I asked Mr. Strain if he’d ever broken a wild mustang and he laughed at me. Then Hoang asked an actual intelligent question about what the Strains do up there in Granby and it turns out the whole family is in on the horse selling game. These guys sell a LOT of horses all over the eastern United States.
We left the tiny and very well-kept museum and walked over to the horse stables. From their website:
The Strain Family Horse Farm is a family run business in its current location since 1967. There are three generations of Strains working at the farm.
The Strain Family Horse Farm is the largest quality sales stable in New England handling hundreds of horses per year.

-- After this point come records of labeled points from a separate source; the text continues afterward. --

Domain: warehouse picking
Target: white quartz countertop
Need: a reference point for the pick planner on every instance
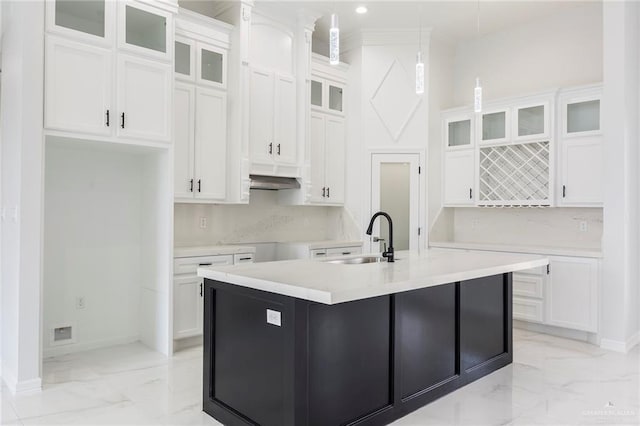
(331, 283)
(549, 251)
(211, 250)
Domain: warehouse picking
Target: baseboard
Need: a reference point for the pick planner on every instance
(620, 345)
(25, 387)
(86, 346)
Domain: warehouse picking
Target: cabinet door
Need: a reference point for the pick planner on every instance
(145, 30)
(581, 172)
(78, 88)
(184, 124)
(187, 306)
(334, 160)
(459, 178)
(212, 66)
(211, 144)
(261, 116)
(285, 126)
(494, 127)
(90, 21)
(144, 99)
(572, 293)
(317, 157)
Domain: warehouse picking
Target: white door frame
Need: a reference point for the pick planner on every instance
(422, 194)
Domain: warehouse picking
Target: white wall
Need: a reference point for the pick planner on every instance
(262, 220)
(620, 326)
(384, 111)
(564, 49)
(92, 245)
(22, 179)
(554, 227)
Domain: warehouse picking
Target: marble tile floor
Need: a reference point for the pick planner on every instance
(552, 381)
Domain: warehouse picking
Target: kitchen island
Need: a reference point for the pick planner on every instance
(306, 342)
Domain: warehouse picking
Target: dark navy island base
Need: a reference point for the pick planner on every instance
(366, 362)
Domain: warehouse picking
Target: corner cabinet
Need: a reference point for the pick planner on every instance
(581, 148)
(93, 86)
(200, 115)
(272, 128)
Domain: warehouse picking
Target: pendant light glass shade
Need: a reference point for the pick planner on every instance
(419, 74)
(334, 41)
(477, 97)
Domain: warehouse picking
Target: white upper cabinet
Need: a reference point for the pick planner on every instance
(531, 121)
(494, 126)
(581, 147)
(78, 87)
(459, 178)
(143, 100)
(94, 88)
(87, 20)
(458, 130)
(210, 144)
(200, 115)
(145, 30)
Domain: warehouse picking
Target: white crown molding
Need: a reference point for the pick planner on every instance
(385, 37)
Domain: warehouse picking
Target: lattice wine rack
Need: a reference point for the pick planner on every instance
(515, 175)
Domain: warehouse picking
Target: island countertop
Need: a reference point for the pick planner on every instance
(330, 283)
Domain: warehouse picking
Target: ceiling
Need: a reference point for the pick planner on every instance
(450, 20)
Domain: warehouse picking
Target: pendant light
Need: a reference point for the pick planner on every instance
(419, 63)
(477, 91)
(334, 41)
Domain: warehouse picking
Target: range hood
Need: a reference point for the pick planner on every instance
(273, 183)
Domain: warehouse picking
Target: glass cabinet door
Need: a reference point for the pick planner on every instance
(87, 19)
(184, 59)
(459, 133)
(144, 29)
(531, 121)
(335, 98)
(316, 93)
(583, 116)
(494, 126)
(211, 66)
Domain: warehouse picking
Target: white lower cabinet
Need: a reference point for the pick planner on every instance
(572, 297)
(188, 290)
(565, 296)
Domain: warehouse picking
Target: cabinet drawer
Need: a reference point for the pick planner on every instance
(189, 265)
(528, 285)
(528, 309)
(343, 251)
(318, 253)
(242, 258)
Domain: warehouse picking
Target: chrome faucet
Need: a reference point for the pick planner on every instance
(388, 253)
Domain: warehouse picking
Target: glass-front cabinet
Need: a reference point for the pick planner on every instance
(145, 30)
(531, 121)
(493, 126)
(458, 130)
(327, 95)
(91, 20)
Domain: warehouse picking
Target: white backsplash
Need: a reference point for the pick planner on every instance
(262, 220)
(555, 227)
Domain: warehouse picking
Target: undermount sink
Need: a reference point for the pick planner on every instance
(358, 260)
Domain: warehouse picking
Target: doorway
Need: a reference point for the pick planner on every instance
(395, 189)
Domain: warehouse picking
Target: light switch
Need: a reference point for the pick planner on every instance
(274, 317)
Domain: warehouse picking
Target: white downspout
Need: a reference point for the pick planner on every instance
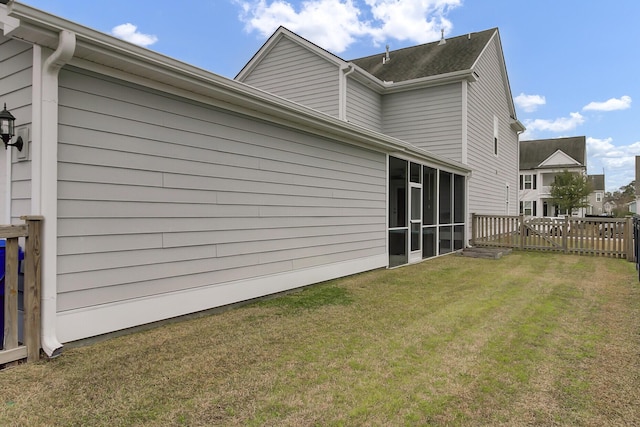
(45, 177)
(342, 97)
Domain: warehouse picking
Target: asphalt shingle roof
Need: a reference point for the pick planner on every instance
(534, 152)
(430, 59)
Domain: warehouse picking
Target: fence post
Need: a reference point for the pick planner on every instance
(628, 239)
(32, 286)
(565, 238)
(10, 332)
(523, 230)
(473, 229)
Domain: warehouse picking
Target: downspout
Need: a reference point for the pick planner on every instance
(342, 108)
(45, 178)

We keep a large and varied selection of fifty horses on hand at all times.
Our clientele includes dude ranches, show stables, lesson barns, other dealers, and private individuals. All of our horses are sold with a two week exchange guarantee in writing.
Yup, I caught that too: They sell to actual real live dude ranches! Having no idea what a dude ranch actually is, I just looked that up: a dude ranch, is a type of ranch oriented towards visitors or tourism. Hm. I never knew that – nor have I ever thought about that. According to Wikipedia, the Western adventures of famous figures, like Theodore Roosevelt, were made available to paying guests from cities of the East, called “dudes” in the West.
The woman I mentioned in the beginning of this report was still sitting on the same uncomfortable stool when we went back over to the stables. She hopped off and was great with Damian, showing him the horses and allowing him to pet one’s nose. It was pretty cool.
After a few minutes of this, Damian just said, “Home!” which at that point I couldn’t disagree with. So we bid the Strains goodbye (sorry, I don’t know the cowboy version of “goodbye”) and we hit the dusty trail.
Thanks to the Strains for their hospitality and their pride in cowboy heritage. It’s folks like them that keep me excited to do what it is that I do here.